Charles membandingkan antara vaksinasi di hatchery dengan di kandang. Vaksinasi di hatchery dilakukan sebelum DOC kontak dengan patogen. Saat vaksinasi di kandang kemungkinan besar DOC telah kontak dengan patogen. Dia menyatakan perlindungan yang dimediasi oleh vaksinasi di hatchery hasilnya lebih baik daripada vaksinasi di kandang. 
 
“Vaksinasi in hatchery pada broiler bisa menggunakan metode in ovo, spray maupun injeksi subkutan. Sedangkan pada ayam petelur (layer), vaksinasi di hatchery hanya menggunakan metode spray dan suntik subkutan. Sebab harus diseleksi, hanya DOC betina saja yang divaksin. Vaksinasi in ovo dilakukan pada semua telur, tidak dapat memilah jantan atau betina,” urai Charles. 
 
Vaksinasi in ovo menghasilkan ketepatan di atas 95 %. Dengan kata lain ada peluang penyimpangan sampai dengan 5 %. Vaksin yang disuntikkan akan diserap ke dalam embrio melalui rute mulut, kloaka dan saluran respirasi. Vaksin akan memyebar pada permukaan gastrointestinal dan saluran respirasi. 
 
“Vaksinasi in ovo ini sudah dipakai di negara-negara maju. Mungkin beberapa perusahaan Indonesia pernah mencoba, dengan teknologi saat itu dan menghentikannya. Sekarang teknologi vaksinasi in ovo itu itu sudah sangat baik. Dan tidak ada alasan lagi untuk menunda. Kita lihat negara lain saja sudah berjalan baik,” tandas Charles. 
 
Dia menerangkan vaksinasi in ovo dapat meningkatkan jumlah sel limfosit T pada saat DOC menetas.

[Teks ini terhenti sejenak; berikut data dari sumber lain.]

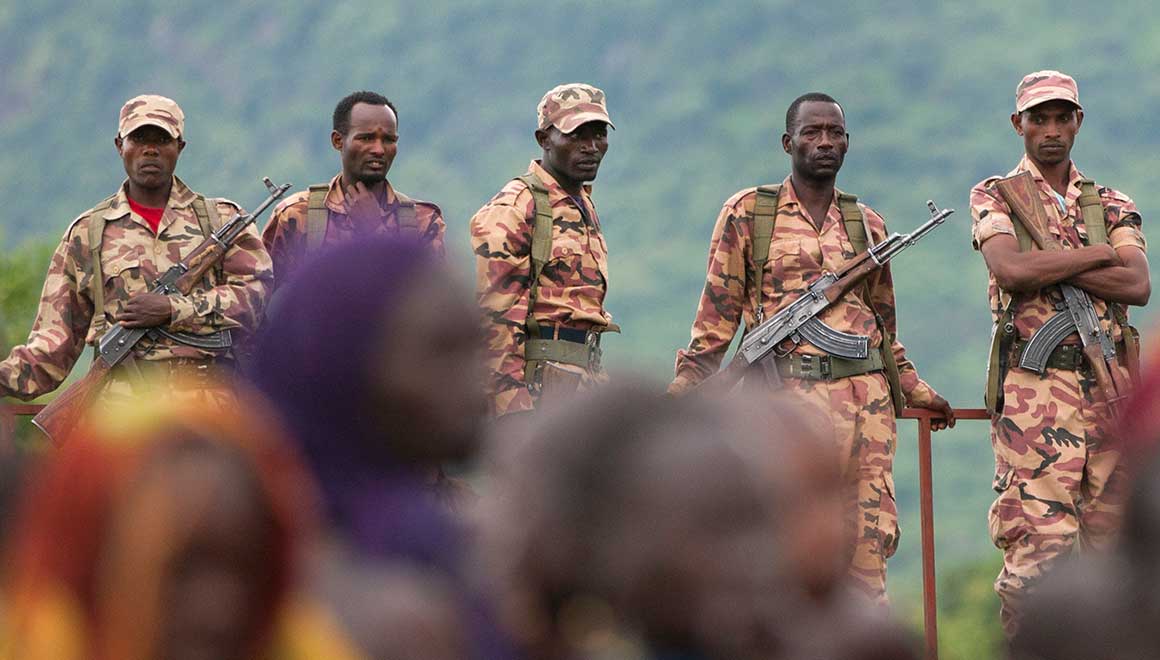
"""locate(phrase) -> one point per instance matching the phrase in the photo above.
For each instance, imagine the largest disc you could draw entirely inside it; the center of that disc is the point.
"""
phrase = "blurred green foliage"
(697, 92)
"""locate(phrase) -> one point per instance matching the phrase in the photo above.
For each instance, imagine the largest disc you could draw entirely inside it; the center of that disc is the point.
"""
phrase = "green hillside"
(698, 94)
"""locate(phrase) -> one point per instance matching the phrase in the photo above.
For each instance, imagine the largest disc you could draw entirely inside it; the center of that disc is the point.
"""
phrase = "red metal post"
(927, 517)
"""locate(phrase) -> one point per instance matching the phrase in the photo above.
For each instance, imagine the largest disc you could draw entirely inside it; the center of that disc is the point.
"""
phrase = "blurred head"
(375, 360)
(169, 535)
(396, 610)
(632, 509)
(816, 137)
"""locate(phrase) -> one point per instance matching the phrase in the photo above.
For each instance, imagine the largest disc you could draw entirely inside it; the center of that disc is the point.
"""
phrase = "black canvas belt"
(1066, 356)
(567, 346)
(566, 333)
(826, 367)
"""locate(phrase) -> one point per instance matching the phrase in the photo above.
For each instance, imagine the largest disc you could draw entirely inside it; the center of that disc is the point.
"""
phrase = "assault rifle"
(799, 319)
(1077, 316)
(58, 418)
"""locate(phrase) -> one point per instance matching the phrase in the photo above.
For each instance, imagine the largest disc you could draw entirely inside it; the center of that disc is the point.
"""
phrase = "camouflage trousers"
(123, 392)
(1056, 477)
(861, 420)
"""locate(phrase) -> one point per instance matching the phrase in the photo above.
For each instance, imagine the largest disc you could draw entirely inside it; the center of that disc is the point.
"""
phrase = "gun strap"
(858, 234)
(765, 215)
(405, 216)
(209, 219)
(541, 253)
(316, 216)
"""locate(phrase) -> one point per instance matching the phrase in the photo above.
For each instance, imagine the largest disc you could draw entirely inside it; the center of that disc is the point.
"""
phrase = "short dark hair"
(342, 110)
(792, 111)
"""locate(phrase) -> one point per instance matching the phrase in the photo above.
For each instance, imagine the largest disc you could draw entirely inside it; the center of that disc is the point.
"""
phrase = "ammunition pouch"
(826, 367)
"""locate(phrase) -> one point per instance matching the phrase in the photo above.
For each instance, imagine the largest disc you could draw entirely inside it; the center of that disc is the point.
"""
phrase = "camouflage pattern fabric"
(991, 216)
(1055, 471)
(151, 110)
(285, 234)
(572, 285)
(1043, 86)
(131, 259)
(567, 107)
(858, 407)
(860, 418)
(1057, 478)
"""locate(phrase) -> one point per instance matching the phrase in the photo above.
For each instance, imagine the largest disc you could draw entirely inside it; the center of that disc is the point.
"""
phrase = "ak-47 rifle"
(1078, 316)
(58, 418)
(798, 319)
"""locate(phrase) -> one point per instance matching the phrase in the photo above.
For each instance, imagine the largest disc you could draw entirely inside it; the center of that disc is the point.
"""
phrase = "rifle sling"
(765, 214)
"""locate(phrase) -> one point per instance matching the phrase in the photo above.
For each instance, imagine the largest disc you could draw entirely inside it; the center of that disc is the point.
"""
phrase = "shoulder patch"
(299, 197)
(430, 207)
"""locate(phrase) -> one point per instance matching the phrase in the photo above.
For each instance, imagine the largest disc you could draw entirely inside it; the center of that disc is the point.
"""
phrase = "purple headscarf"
(316, 358)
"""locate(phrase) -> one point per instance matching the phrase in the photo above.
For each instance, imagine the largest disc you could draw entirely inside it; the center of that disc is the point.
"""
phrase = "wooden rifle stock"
(64, 412)
(1022, 195)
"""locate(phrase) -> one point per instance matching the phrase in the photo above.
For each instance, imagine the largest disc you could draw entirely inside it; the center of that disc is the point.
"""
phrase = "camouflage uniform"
(572, 287)
(858, 407)
(132, 258)
(285, 233)
(1055, 471)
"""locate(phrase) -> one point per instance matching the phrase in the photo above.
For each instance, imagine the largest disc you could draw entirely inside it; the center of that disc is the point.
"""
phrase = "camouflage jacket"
(798, 254)
(991, 215)
(132, 256)
(285, 234)
(572, 285)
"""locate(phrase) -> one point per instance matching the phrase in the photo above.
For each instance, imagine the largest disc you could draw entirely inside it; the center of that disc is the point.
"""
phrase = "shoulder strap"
(860, 238)
(765, 216)
(316, 216)
(405, 215)
(1093, 212)
(208, 219)
(205, 220)
(854, 222)
(541, 244)
(96, 274)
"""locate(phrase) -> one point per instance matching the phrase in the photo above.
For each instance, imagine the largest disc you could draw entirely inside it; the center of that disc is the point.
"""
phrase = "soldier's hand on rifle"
(146, 311)
(943, 407)
(362, 207)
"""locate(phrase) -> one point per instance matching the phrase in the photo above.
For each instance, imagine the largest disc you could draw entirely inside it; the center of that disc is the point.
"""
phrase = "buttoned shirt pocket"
(785, 263)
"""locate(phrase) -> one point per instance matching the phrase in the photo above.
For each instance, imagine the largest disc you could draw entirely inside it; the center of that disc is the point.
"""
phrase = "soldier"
(809, 227)
(541, 260)
(1053, 464)
(102, 272)
(359, 201)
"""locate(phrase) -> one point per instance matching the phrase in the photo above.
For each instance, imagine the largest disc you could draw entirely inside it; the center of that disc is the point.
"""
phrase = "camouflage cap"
(150, 109)
(1043, 86)
(567, 107)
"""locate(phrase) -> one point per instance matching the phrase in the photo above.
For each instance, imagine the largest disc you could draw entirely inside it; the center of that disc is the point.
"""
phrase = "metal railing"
(9, 412)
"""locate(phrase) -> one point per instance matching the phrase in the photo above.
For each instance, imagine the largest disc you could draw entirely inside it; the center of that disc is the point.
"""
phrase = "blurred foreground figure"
(542, 262)
(169, 534)
(769, 245)
(1107, 606)
(635, 526)
(102, 274)
(375, 363)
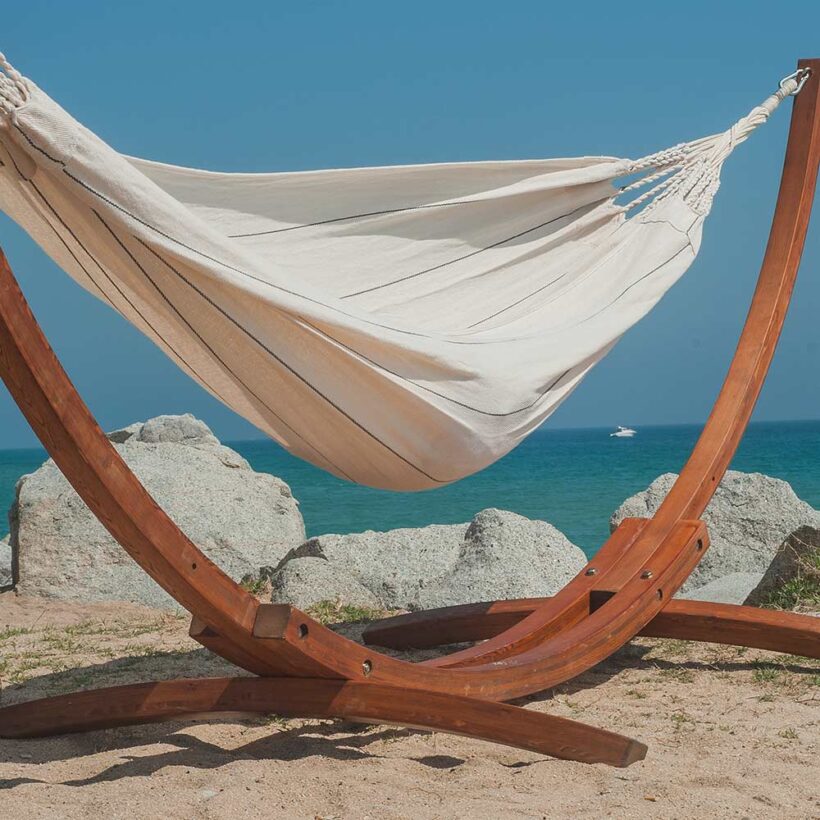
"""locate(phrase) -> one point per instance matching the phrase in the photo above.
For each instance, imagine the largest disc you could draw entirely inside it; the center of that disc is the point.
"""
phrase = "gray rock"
(239, 518)
(499, 555)
(392, 565)
(123, 434)
(748, 518)
(504, 556)
(731, 589)
(304, 582)
(6, 579)
(796, 557)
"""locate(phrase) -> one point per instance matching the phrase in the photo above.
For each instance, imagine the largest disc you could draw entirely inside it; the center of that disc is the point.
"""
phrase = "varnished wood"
(731, 624)
(636, 572)
(319, 698)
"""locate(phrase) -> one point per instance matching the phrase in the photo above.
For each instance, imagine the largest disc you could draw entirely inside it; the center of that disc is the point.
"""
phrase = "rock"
(748, 518)
(504, 556)
(122, 435)
(796, 557)
(6, 579)
(304, 582)
(392, 565)
(239, 518)
(731, 589)
(499, 555)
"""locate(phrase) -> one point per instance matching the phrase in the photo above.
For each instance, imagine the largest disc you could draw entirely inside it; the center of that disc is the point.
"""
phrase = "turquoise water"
(572, 478)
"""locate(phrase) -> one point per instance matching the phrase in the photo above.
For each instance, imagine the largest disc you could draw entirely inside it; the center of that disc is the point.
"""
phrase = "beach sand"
(731, 733)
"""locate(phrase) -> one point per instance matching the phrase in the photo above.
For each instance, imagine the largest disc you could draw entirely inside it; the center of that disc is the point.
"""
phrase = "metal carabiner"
(801, 76)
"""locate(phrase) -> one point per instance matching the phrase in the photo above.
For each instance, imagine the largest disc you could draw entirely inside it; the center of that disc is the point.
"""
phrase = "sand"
(731, 733)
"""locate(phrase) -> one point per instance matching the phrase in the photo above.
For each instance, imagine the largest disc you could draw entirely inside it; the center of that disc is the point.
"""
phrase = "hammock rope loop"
(692, 169)
(13, 89)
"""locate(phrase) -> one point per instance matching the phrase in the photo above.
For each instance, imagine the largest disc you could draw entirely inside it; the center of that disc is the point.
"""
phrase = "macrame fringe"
(691, 170)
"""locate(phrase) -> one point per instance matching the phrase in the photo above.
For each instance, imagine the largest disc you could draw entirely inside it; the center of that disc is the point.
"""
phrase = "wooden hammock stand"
(304, 669)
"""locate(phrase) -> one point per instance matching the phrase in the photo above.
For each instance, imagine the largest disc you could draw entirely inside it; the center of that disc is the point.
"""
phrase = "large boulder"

Selain itu juga meningkatkan porsi sel CD4, CD8 dan antigen presenting cells (APC). Bahkan produksi imunoglobulin A (IgA) dalam mukosa juga lebih tinggi. “Limfosit T berperanan dalam pembentukan kekebalan seluler. Sedangkan sel CD4 berhubungan dengan limfosit B, dan CD8 dengan limfosit T,” terang dia. 
 
Kombinasi respons imun alami dan kekebalan perolehan akan memberikan perlindungan yang optimal pada anak ayam. Vaksinasi in ovo berpotensi mendukung terbentuknya kekebalan alami (terkait dengan CD8 dan sel T) di dalam sistem respirasi dan gastro intestinal. Sekaligus mendukung respons imun seluler (CD8 dan sel T) dan humoral (antibodi).
 
Pelarut vaksin juga harus tidak membahayakan embrio. Waktu pemberian vaksin in ovo yang optimal juga dipetakan sehubungan dengan masa inkubasi telur berembrio. Perkembangan embrio yang homogen diperlukan untuk memudahkan penempatan vaksin yang seragam dalam embrio. “Maka telur yang akan diinjeksi vaksin in ovo, ukurannya harus seragam, dan berasal dari induk yang seumur, tidak multiage,” dia mengungkapkan. 
 
Injeksi in ovo harus dilakukan secara cepat dan tepat. Maka harus dirancang sistem injeksi multiple head injector system yang dapat menyuntik secara simultan inokulum vaksin ke dalam telur dalam wadah eggtray. Kecepatan injeksi idealnya mencapai 30 - 50 ribu telur perjam. Untuk mengoperasikannya, cukup ditangani 2 orang saja. Sehingga meskipun berkinerja tinggi, MIS harus mudah dioperasikan dan memberikan dosis yang sangat tepat.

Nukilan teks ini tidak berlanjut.